We had a beautiful snowfall last night. It clung to the yard and even to the street. We knew what was coming, we just did not know how much snow we would get. Sometimes life is like that. We know something is happening, we just don’t have knowledge of how intense it may be or how much it will affect us.
The trick in dealing with the question of amounts is not to get carried away. Being prepared is always good. Just don’t plan or spend for something that would cause pain if it did not happen. Think of it as a measured response in everything.
It is easy to get carried away. I remember the first year I was in Alaska with the Air Force. We had significant snow early in September, and I went downtown and had studded snow tires put on my truck. What I did not understand, because it was my first year in Alaska, was that the snow would melt right away, and we did not get another heavy snow until late October. So, I had spent money on snow tires that just weren’t needed for another couple of months. I would be better off if I purchased the tires later when I really needed them.
I know we all take such actions, trying to stay ahead of the circumstances before us, and often spending to procure things we don’t need right away. I think that’s the way we are as a society. We are often looking forward and planning. Although it is good to look ahead and prepare, there are also some problems that can be caused in some related actions.

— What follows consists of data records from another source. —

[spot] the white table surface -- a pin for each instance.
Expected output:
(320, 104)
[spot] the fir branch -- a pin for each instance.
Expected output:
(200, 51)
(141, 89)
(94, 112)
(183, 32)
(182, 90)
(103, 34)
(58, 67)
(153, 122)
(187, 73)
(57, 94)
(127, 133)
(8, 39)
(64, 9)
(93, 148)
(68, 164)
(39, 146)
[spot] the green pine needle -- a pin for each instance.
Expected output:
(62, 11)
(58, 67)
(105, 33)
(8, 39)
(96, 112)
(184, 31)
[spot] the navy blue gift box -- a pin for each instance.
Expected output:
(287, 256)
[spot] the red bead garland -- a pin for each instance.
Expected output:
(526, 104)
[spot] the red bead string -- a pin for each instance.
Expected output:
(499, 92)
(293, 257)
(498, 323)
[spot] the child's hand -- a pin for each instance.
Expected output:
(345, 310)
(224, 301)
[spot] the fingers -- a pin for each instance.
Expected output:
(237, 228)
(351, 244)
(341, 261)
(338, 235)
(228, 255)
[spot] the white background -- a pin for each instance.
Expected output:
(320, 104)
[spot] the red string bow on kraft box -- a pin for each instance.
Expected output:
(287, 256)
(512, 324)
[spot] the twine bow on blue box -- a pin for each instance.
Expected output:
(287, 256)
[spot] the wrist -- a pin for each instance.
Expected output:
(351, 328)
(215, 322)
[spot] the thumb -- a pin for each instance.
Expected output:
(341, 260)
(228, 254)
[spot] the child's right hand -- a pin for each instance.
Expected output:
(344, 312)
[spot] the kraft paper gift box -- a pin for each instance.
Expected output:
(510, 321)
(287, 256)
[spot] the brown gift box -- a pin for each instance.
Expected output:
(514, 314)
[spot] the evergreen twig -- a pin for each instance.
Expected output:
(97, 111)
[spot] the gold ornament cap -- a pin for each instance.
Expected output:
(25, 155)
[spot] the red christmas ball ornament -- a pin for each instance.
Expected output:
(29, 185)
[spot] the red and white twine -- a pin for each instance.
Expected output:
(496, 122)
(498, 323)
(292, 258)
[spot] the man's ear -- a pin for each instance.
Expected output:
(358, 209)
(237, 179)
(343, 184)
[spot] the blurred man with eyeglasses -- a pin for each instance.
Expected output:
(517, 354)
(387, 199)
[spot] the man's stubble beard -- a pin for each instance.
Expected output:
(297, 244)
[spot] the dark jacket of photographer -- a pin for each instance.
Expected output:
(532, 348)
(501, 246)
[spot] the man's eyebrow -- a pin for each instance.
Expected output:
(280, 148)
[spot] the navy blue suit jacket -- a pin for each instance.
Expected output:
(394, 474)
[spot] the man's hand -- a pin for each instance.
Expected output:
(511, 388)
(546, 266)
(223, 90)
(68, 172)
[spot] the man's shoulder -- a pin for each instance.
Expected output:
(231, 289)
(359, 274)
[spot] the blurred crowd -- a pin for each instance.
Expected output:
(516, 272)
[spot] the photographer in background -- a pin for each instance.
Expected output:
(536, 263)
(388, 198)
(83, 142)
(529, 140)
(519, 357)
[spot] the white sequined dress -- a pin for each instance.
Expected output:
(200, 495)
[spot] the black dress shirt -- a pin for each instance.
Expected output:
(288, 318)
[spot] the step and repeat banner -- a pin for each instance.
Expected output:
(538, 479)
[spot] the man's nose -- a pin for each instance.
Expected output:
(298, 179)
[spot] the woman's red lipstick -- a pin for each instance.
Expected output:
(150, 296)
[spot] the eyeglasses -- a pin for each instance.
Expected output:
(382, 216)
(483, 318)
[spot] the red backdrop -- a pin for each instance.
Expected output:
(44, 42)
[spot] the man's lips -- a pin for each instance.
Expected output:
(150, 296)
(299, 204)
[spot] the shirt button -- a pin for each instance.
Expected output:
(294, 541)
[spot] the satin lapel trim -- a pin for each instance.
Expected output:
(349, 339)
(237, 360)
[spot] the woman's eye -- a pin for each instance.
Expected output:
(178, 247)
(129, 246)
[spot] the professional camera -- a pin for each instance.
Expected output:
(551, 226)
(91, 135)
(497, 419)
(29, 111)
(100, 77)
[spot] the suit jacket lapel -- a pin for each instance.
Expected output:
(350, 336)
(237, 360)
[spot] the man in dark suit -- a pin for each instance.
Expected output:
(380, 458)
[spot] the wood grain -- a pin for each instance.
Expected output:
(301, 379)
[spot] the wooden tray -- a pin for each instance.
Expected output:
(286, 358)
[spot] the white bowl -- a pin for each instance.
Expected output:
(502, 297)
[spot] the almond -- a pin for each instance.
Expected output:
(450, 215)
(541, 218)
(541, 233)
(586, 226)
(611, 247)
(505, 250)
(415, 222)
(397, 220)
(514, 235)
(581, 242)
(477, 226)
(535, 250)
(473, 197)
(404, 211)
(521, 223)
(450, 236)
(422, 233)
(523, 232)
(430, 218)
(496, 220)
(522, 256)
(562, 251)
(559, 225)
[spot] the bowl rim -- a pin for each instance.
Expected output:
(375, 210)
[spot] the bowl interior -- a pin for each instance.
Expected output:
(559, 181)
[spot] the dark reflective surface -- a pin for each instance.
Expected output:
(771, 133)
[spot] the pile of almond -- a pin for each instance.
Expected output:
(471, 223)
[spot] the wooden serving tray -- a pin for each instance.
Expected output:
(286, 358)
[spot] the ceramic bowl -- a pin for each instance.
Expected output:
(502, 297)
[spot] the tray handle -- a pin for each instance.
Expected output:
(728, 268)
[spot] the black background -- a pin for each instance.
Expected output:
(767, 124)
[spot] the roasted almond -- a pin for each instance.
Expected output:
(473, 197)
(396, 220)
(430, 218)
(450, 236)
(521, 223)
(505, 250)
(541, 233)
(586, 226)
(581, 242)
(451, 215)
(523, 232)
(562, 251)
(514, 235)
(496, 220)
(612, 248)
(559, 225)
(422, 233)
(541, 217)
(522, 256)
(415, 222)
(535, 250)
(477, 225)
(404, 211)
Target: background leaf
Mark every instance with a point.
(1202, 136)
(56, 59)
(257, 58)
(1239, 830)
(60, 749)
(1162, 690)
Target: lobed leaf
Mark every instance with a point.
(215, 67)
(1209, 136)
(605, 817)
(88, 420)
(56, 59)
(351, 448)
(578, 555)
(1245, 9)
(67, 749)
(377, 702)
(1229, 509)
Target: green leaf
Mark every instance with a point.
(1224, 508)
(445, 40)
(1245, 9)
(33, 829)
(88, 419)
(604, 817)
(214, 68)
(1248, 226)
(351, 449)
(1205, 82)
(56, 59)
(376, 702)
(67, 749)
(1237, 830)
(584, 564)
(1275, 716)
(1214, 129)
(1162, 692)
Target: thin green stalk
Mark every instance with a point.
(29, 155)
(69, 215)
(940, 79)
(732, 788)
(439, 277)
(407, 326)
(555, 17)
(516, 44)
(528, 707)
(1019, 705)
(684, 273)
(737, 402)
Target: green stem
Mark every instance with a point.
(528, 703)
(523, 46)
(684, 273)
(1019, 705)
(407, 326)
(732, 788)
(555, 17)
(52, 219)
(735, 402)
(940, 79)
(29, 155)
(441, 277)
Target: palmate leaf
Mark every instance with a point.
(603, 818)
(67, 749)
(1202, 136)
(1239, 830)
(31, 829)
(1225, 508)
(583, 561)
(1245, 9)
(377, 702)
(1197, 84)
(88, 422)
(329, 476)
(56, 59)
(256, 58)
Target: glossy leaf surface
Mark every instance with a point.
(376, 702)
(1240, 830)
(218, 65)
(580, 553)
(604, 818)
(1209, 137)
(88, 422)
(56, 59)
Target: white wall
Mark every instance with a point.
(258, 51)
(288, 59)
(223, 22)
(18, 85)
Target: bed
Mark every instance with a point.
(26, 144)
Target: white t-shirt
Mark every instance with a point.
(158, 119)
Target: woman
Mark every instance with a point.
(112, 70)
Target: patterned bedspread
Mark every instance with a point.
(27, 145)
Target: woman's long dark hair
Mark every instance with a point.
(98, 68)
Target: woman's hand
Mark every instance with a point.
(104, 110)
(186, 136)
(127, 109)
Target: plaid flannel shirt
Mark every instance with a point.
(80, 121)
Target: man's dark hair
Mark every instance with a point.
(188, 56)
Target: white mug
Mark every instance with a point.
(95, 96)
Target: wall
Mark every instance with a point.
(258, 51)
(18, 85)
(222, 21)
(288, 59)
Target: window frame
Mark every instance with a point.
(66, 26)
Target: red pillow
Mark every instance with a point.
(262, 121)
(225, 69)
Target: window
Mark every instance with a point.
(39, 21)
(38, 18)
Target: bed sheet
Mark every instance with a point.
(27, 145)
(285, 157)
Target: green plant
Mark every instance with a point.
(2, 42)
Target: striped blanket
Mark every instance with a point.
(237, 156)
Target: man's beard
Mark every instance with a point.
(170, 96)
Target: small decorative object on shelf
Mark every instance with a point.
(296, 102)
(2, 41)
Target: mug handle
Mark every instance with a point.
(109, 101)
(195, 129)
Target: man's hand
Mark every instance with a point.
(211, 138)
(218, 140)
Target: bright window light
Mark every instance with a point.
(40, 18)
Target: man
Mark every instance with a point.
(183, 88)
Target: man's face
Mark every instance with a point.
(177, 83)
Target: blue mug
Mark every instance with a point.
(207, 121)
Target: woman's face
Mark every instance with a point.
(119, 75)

We need to be careful not to purchase too much, for it may not all be required. Even worse, we can buy things too early, and by the time we need them, we cannot remember where we stored them. Then we have to go out and spend more money to purchase them again.
The trick is to find moderation in preparedness. We have the things that we usually use, and maybe a few items for just in case. We need to not go overboard one way or the other, and we should have a plan to know what’s where.
Just by putting in a little bit of forethought, we could spend less, enjoy things more, and have some real preparation of what may come, without spending too much.
Just one mean old master sergeant’s thoughts.
Thank you for being with me today. I hope to be with you again tomorrow.